In this example, only the test_gpt_neo function will run on the remote server. The post_process function will run on the local machine.

As you can see, the transformers is imported inside the function which means it is not required to install the transformers package on the local machine.

For the first call, the command may take some time as it will setup the required packages on the remote server.

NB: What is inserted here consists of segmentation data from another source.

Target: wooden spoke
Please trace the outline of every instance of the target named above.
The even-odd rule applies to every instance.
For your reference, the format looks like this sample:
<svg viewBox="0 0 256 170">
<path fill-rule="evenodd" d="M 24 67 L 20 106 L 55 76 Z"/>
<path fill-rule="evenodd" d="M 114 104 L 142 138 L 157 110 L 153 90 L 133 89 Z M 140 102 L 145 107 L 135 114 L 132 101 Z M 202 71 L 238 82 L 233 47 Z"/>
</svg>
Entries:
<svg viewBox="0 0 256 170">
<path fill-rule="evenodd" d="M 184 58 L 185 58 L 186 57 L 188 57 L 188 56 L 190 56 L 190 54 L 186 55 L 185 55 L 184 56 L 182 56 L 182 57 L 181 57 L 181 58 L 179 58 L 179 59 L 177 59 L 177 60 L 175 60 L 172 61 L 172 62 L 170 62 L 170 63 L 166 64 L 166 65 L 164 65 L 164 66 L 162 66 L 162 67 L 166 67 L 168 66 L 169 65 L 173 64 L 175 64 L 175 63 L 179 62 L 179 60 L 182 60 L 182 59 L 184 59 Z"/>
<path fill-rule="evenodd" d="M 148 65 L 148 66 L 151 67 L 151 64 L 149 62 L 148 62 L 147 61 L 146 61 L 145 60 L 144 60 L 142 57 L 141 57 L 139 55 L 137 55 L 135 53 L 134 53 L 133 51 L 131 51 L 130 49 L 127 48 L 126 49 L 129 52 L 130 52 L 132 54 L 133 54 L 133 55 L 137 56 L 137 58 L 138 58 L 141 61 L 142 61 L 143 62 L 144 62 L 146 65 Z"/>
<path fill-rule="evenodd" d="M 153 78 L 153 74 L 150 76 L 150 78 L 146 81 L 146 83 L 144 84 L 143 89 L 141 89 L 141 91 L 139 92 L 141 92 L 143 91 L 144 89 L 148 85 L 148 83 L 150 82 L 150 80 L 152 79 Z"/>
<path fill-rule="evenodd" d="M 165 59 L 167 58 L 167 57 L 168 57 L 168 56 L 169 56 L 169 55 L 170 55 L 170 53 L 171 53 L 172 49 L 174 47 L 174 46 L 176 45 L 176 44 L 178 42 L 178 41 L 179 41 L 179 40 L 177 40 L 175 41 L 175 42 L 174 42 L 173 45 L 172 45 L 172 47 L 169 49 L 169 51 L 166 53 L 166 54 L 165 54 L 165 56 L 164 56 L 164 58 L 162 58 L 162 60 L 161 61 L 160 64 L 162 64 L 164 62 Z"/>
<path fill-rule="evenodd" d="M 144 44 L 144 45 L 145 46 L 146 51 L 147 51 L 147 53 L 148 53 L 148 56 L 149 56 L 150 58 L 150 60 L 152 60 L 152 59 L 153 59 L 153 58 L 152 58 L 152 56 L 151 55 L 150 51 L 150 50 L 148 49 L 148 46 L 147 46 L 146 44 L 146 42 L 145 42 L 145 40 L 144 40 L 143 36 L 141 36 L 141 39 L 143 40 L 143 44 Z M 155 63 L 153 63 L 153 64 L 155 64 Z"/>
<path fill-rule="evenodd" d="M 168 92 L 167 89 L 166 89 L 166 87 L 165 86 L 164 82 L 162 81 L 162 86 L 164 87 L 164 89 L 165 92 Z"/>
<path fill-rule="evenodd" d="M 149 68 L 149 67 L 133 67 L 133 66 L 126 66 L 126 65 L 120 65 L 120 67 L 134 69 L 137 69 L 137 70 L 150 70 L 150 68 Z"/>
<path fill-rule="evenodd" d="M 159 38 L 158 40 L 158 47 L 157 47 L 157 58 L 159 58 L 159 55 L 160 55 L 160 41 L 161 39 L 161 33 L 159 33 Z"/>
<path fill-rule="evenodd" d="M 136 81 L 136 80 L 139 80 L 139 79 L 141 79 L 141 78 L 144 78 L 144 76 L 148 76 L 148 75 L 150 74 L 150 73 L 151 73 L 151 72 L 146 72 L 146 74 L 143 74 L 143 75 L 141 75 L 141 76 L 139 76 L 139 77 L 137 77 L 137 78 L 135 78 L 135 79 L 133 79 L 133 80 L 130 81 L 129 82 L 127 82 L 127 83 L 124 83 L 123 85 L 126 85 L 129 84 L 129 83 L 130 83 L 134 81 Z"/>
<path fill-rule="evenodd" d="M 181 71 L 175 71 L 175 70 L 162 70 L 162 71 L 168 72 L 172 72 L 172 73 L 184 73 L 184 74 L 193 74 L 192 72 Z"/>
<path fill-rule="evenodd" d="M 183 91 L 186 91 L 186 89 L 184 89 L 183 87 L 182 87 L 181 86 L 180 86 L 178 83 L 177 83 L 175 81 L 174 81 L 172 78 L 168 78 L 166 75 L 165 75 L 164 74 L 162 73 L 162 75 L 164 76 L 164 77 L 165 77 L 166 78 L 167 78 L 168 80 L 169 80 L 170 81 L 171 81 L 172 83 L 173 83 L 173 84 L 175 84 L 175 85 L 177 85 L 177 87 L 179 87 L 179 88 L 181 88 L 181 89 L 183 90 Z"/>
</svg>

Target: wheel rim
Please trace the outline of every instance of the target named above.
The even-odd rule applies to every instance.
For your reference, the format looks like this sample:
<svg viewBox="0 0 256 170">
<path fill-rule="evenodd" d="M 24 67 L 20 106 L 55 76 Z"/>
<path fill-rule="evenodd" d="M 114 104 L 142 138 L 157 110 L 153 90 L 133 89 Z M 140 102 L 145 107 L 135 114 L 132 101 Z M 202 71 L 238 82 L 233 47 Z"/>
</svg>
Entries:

Example 2 - Run a class on a remote

# app.py

import os
import inferless

app = inferless.Cls(gpu="A10")
HF_TOKEN = "<HF_TOKEN>"

class InferlessPythonModel:

    @app.load
    def initialize(self):
        from vllm import LLM, SamplingParams
        from transformers import AutoTokenizer

        model_id = "TheBloke/Llama-2-7B-chat-AWQ"
        tokenizer_model = "meta-llama/Llama-2-7b-chat-hf"
        self.sampling_params = SamplingParams(
            temperature=0.7,
            top_p=0.1,
            repetition_penalty=1.18,
            top_k=40,
            max_tokens=512,
        )
        self.llm = LLM(model=model_id, enforce_eager=True, quantization="AWQ")
        self.tokenizer = AutoTokenizer.from_pretrained(tokenizer_model, token=HF_TOKEN)

    @app.infer
    def infer(self, inputs):
        prompts = inputs["prompt"]
        input_text = self.tokenizer.apply_chat_template([{"role": "user", "content": prompts}], tokenize=False)
        result = self.llm.generate(input_text, self.sampling_params)
        result_output = [output.outputs[0].text for output in result]
        return {"generated_result": result_output[0]}


model = InferlessPythonModel()
print(model.infer({"prompt": "Hello, Write a story about a dragon"}))
# runtime.yaml
gpu:
  T4
build:
  python_packages:
    - "accelerate==0.30.1"
    - "transformers==4.41.2"
    - "torch==2.3.0"
    - "vllm==0.4.3"

run command inferless remote-run app.py -c runtime.yaml

In this example, when the infer function is called, the initialize function will run first. The initialize function will load the model and tokenizer. The infer function will run the inference on the remote server.

Replace <HF_TOKEN> with your Hugging Face token.

Working Directory

By default, the files from the working directory are copied to the server excluding: “.git”, “*.pyc”, “pycache

If a .gitignore file is present in the working directory, the files mentioned in the .gitignore file will not be copied to the server.

You can also specify a custom ignore file using the --exclude -e option. inferless remote-run app.py -c runtime.yaml -e custom_ignore_file.txt

Maximum file size that can be copied to the server is 10MB.

Notes

Use Python3.10 for seamless experience, Other versions may face compatibility issues while using some libraries.
Try to avoid unnecessary packages in config file as it may increase the time to setup the environment.